SEBAGAI CONTOH, DALAM FILSAFAT MAJUSI [AGAMA PEMUJA API]
Kepercayaan bahwa orang saleh / orang suci jika sudah mati akan naik ke martabat yang sangat tinggi atau mencapai tingkat kesempurnaan serta berkeyakinan bahwa berdoa kepadanya atau dengan perantaraannya setelah kematiannya jauh lebih mustajab dari pada semasa hidupnya adalah bagian dari kepercayaan agama Majusi agama pemuja api, dupa dan kemenyan.

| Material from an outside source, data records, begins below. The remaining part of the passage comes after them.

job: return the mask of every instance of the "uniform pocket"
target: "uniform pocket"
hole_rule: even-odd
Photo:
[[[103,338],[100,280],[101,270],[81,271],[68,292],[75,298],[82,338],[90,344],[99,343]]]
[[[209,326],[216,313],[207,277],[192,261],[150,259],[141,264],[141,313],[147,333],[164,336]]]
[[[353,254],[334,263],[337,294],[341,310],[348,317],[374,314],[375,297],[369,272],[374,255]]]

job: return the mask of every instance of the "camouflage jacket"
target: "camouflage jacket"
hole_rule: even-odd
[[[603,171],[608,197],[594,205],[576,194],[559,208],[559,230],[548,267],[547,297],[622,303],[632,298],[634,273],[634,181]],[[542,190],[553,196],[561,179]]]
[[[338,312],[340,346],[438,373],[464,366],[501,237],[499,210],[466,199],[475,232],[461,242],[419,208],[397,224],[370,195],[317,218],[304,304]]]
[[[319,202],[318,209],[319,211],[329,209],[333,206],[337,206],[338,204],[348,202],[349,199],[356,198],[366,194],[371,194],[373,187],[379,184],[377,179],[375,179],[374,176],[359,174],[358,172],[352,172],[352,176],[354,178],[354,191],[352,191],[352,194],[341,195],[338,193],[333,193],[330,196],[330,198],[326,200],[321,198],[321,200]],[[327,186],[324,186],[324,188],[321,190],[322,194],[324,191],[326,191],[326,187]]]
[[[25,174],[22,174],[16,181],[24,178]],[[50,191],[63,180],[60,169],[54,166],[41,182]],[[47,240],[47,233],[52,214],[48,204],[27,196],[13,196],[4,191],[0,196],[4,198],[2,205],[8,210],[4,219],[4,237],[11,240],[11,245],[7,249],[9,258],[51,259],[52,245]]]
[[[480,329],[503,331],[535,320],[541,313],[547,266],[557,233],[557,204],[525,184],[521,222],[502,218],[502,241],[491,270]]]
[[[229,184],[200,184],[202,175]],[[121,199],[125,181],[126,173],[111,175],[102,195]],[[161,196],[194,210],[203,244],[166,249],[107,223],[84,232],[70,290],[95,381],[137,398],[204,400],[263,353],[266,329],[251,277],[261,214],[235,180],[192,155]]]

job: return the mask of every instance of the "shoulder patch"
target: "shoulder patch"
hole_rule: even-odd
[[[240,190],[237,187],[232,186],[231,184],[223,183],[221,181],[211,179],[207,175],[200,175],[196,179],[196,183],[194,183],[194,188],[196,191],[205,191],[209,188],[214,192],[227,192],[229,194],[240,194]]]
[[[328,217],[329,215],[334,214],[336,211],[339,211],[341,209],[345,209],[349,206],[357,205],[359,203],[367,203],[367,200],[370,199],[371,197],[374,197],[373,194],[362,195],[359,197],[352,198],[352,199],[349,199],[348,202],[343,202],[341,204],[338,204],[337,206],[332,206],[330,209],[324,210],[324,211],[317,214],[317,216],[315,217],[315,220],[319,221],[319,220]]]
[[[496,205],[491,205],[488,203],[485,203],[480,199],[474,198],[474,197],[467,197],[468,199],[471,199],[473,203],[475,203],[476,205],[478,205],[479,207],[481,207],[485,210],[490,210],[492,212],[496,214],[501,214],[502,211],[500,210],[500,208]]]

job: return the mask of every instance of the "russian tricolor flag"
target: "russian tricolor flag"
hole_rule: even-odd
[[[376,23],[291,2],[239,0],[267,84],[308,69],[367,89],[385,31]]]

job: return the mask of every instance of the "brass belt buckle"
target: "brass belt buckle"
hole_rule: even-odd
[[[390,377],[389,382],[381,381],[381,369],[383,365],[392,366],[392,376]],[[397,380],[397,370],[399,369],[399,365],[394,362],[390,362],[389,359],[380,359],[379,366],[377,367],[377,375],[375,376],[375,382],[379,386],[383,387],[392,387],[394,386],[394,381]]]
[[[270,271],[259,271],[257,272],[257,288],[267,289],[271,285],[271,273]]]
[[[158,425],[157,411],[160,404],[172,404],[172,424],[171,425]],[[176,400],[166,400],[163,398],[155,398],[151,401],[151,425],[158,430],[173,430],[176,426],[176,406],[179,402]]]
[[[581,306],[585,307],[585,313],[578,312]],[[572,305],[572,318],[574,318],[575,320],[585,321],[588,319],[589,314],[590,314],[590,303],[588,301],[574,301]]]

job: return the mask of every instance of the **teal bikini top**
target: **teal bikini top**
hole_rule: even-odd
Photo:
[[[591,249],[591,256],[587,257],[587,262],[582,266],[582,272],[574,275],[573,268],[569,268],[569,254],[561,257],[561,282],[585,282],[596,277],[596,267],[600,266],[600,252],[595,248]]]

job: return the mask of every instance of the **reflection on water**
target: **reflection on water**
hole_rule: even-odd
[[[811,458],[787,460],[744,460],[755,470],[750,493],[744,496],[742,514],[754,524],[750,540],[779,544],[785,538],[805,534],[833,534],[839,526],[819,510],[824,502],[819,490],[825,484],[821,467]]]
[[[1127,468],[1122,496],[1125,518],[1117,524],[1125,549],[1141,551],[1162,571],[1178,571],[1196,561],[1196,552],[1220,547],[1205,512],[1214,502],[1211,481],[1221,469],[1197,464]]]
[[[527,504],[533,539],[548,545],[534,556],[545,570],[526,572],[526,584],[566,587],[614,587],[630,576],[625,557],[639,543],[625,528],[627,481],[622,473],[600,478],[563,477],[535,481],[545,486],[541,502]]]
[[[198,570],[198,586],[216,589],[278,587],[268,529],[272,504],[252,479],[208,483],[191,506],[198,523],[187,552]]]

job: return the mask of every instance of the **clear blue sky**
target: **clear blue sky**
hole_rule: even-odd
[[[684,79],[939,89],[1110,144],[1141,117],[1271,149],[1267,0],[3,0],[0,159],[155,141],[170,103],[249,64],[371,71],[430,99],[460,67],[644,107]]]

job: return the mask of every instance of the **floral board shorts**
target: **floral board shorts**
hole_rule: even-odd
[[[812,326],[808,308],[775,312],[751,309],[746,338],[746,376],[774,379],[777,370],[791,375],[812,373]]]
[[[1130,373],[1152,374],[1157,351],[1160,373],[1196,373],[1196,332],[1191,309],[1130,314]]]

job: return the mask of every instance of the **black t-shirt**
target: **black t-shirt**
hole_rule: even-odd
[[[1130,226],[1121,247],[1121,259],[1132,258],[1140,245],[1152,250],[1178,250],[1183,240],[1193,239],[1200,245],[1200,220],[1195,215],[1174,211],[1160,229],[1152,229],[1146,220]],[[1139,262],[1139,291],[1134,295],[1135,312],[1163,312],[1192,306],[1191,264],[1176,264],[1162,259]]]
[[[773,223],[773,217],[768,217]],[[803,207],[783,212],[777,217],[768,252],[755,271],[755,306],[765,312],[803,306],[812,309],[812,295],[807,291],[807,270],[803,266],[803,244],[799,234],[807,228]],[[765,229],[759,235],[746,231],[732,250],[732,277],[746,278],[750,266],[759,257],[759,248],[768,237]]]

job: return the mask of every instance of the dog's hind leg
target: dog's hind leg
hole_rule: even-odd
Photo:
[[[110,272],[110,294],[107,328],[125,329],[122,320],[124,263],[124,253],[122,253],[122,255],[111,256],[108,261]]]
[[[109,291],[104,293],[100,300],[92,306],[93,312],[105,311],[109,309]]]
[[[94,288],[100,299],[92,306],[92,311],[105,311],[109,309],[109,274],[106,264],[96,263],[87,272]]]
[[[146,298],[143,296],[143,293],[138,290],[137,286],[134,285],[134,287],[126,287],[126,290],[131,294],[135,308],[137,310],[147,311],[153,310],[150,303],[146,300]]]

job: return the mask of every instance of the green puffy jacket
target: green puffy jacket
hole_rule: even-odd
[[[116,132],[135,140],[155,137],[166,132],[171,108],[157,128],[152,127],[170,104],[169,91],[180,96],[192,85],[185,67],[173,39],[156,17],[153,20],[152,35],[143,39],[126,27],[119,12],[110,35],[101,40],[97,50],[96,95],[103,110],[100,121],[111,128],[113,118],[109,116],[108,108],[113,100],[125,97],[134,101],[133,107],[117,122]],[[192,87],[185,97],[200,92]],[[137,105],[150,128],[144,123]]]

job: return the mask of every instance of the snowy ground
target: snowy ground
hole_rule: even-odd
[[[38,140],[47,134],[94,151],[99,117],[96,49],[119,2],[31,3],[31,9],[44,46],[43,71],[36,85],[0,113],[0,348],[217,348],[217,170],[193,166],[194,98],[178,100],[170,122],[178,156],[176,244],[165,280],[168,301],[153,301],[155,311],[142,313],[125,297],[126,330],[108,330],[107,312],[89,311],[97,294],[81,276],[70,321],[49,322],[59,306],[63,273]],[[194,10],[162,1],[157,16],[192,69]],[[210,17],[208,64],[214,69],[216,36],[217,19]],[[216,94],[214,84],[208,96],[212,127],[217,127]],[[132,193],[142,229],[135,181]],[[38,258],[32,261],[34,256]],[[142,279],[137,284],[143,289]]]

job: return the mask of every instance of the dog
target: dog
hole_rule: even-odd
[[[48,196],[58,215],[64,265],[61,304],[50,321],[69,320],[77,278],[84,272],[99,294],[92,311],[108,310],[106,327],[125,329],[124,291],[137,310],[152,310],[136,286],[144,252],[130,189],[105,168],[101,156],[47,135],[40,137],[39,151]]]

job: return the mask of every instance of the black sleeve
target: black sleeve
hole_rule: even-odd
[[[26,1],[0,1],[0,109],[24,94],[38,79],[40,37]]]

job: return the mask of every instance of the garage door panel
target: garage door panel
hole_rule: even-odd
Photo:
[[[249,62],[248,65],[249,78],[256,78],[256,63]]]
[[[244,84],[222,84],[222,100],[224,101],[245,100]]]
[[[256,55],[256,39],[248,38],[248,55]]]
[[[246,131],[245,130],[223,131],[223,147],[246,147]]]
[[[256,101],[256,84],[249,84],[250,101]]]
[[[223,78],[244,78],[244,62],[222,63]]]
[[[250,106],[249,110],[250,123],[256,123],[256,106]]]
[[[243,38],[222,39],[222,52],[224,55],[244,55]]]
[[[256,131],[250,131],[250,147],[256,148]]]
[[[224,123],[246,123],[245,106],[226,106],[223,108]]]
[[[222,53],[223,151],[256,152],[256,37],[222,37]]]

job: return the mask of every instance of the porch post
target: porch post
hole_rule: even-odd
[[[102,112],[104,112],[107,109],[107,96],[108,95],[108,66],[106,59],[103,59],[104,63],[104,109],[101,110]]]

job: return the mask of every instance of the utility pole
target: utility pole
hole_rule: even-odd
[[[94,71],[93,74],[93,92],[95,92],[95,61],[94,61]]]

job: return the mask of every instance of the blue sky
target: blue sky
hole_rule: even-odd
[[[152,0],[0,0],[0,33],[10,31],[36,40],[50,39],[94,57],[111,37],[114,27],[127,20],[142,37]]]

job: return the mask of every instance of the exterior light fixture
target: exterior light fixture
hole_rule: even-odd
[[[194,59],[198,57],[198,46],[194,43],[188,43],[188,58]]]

Mereka berkeyakinan bahwa hakikat awal kehidupan di dunia itu adalah percampuran dua unsur terang dan gelap, cahaya dan kegelapan, baik dan buruk. Maka kematian itu pada hakikatnya adalah berlepas dirinya sang cahaya dari kegelapan, berlepas dirinya sanga kebaikan dari segala kejahatan dan keburukan. Sementara beramal kebajikan di dunia merupakan salah satu cara membebaskan diri dari pengaruh unsur negatif kegelapan.
Maka orang suci itu adalah orang yang banyak beramal saleh sehingga dia itu dianggap sebagai pribadi yang mampu mengusir pengaruh unsur negatif kegelapan, maka dengan demikian orang suci itu doanya sangat mustajab karena dia semasa hidupnya mampu memaksimalkan dalam menguasai cahaya dan mengusir kegelapan.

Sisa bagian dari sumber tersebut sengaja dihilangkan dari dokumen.